Nel 2005, quando Nicolas Sarkozy era ministro dell’Interno, quelle stesse banlieue (Aulnay- sous-Bois, Villeneuve-la-Garenne, Gennevilliers, Évry) si erano rivoltate. La polizia aveva fatto molta fatica a ristabilire l’ordine, gli scontri erano durati più di tre settimane. Oggi, le frustrazioni e un sentimento di ingiustizia crescente hanno spinto di nuovo i giovani a scendere in strada per manifestare la loro collera. Gli scontri fra questi ragazzi e le forze dell’ordine sono stati violenti. Tutto è iniziato sabato 18 aprile, con incendi di automobili e assalti contro beni pubblici. In un quartiere di Gennevilliers, una scuola ha rischiato di essere interamente bruciata.
Animati da un odio verso la polizia, questi giovani reagiscono violentemente perché hanno perso un padre o un nonno senza poterlo seppellire. Si sono resi conto presto che la loro situazione li esponeva maggiormente al contagio. Impossibilitati a confinarsi come si deve, scendono in strada per reclamare giustizia.
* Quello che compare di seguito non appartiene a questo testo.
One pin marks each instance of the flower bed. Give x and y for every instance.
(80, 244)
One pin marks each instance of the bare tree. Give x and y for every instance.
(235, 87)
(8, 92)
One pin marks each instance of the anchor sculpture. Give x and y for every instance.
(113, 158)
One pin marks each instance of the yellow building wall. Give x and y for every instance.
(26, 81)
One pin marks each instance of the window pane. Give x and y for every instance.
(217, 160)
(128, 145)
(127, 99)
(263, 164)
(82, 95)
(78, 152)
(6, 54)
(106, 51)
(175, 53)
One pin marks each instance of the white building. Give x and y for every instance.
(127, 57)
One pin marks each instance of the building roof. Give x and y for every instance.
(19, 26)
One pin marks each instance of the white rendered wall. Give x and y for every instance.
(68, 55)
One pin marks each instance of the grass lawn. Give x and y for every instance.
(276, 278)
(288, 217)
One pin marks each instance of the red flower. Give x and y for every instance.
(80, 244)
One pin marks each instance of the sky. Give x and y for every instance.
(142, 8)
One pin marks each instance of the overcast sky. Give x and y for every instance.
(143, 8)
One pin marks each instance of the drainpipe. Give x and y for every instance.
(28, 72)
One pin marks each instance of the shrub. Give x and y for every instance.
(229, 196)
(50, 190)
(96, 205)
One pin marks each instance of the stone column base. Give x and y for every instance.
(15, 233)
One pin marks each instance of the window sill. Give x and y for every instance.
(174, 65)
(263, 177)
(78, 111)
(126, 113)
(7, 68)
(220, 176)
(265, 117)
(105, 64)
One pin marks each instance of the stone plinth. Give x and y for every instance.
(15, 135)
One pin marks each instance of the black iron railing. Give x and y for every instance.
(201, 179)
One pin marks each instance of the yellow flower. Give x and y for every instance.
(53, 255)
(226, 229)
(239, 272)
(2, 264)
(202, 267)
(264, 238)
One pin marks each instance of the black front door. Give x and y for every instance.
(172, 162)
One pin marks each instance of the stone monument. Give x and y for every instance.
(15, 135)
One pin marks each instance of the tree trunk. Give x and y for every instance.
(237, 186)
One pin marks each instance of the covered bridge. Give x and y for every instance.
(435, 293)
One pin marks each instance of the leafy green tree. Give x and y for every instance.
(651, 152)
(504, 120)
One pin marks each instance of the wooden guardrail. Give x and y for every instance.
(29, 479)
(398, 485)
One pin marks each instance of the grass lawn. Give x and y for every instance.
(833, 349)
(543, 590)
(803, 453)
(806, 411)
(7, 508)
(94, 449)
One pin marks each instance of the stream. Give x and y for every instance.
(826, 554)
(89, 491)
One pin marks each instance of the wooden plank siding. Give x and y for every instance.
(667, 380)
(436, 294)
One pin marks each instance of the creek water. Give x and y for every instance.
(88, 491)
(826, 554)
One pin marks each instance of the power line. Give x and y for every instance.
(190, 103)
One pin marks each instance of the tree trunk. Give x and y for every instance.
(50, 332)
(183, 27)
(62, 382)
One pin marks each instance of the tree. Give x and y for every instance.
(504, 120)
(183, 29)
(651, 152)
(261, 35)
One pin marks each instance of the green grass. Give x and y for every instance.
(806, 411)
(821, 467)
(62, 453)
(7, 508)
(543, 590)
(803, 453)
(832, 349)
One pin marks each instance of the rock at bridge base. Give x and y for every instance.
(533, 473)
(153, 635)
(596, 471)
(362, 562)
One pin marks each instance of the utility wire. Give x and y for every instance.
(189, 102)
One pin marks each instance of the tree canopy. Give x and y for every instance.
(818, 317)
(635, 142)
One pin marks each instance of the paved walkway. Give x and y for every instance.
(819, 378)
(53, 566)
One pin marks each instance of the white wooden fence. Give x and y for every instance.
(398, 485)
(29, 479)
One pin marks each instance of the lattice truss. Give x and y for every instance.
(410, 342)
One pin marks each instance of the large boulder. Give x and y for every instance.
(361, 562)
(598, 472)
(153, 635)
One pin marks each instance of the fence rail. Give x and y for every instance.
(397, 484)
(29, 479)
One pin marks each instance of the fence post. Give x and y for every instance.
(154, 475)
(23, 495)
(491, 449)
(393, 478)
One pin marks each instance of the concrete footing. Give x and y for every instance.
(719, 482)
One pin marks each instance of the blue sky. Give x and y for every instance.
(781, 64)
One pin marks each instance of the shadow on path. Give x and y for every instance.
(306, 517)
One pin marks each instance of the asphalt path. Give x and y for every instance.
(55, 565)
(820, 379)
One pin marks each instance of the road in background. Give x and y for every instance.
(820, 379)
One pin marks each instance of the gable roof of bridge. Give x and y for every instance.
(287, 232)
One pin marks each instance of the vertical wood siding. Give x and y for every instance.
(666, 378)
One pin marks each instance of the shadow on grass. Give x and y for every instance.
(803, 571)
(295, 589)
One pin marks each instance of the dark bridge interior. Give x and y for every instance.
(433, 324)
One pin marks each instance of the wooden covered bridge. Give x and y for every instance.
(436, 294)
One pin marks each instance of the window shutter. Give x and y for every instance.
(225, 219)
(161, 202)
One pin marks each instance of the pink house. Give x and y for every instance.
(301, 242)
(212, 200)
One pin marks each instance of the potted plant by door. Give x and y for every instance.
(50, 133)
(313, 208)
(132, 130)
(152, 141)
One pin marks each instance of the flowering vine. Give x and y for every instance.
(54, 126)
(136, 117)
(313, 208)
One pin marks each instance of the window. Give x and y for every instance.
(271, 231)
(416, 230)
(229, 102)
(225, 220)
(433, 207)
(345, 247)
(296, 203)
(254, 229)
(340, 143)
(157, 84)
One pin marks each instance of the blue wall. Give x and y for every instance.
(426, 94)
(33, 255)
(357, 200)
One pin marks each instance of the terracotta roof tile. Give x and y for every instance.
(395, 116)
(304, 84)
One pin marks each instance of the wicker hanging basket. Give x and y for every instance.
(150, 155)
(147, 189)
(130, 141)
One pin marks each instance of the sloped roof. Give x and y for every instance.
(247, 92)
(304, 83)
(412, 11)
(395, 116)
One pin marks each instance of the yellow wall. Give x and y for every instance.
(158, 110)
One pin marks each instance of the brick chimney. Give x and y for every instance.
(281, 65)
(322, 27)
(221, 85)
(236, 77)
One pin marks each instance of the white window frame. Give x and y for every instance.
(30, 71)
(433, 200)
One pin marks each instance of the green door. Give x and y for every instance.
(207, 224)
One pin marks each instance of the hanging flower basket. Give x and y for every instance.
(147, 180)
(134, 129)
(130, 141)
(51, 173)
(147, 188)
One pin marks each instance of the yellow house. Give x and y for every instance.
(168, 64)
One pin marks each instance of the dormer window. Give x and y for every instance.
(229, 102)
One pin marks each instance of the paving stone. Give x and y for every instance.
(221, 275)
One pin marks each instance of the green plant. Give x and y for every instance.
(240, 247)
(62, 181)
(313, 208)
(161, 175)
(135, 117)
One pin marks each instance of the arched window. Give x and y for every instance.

Alcuni hanno lanciato oggetti contundenti contro gli agenti di polizia, che hanno replicato con lacrimogeni e arresti. Circolano dei video che denunciano la violenza della polizia. La situazione sarebbe la stessa del 2005, se non fosse aggravata dal Covid 19 e dalla mancanza di strumenti della Francia per fare fronte a questa tragedia.
C’è stato un incidente con un motociclista che è andato a sbattere contro una macchina della polizia. Le reazioni da una parte e dall’altra sono state eccessive e la tensione è salita progressivamente. Gli abitanti di queste banlieue vivono già il dopo-crisi sanitaria, ritrovandosi senza lavoro e senza prospettive di trovarlo.
Le banlieue sono i territori malati della Francia. Nessun Governo è riuscito a trovare delle soluzioni serie e concrete a questo degrado in cui vive una parte della popolazione francese. Il 7 aprile Emmanuel Macron è andato nel 93 per rassicurare gli abitanti, ma non è servito a nulla perché le famiglie hanno difficoltà a far ricoverare le persone malate. Senza mascherina, il presidente ha esortato la folla che veniva verso di lui a rientrare in casa e non uscirne. Ha ignorato le condizioni di vita di questa popolazione povera, poco amata, malvista e anche mal curata.
Molti hanno trovato indecente questa visita. Non si viene in un territorio ferito, con ospedali privi di mezzi, tra una popolazione dove la disoccupazione raggiunge vette del 30 per cento, a fare la lezione su come evitare il virus.
La crisi del Covid 19 non soltanto ha messo a nudo le incapacità, le inadeguatezze e la mancanza di lungimiranza della Francia, ma ha messo il dito sulla parte vergognosa di un Paese che da molto tempo ha deciso di abbandonare a loro stesse le popolazioni delle banlieue. L’epidemia ha amplificato le disuguaglianze territoriali e sociali.
Oggi la collera si esprime tra la paura e il lutto. Non è detto che presto o tardi queste popolazioni considerate di seconda classe, composte in larga maggioranza di immigrati e figli di immigrati venuti dal Maghreb e dall’Africa, non finiscano per insorgere con una violenza che non avrà nulla a che vedere con quella del 2005.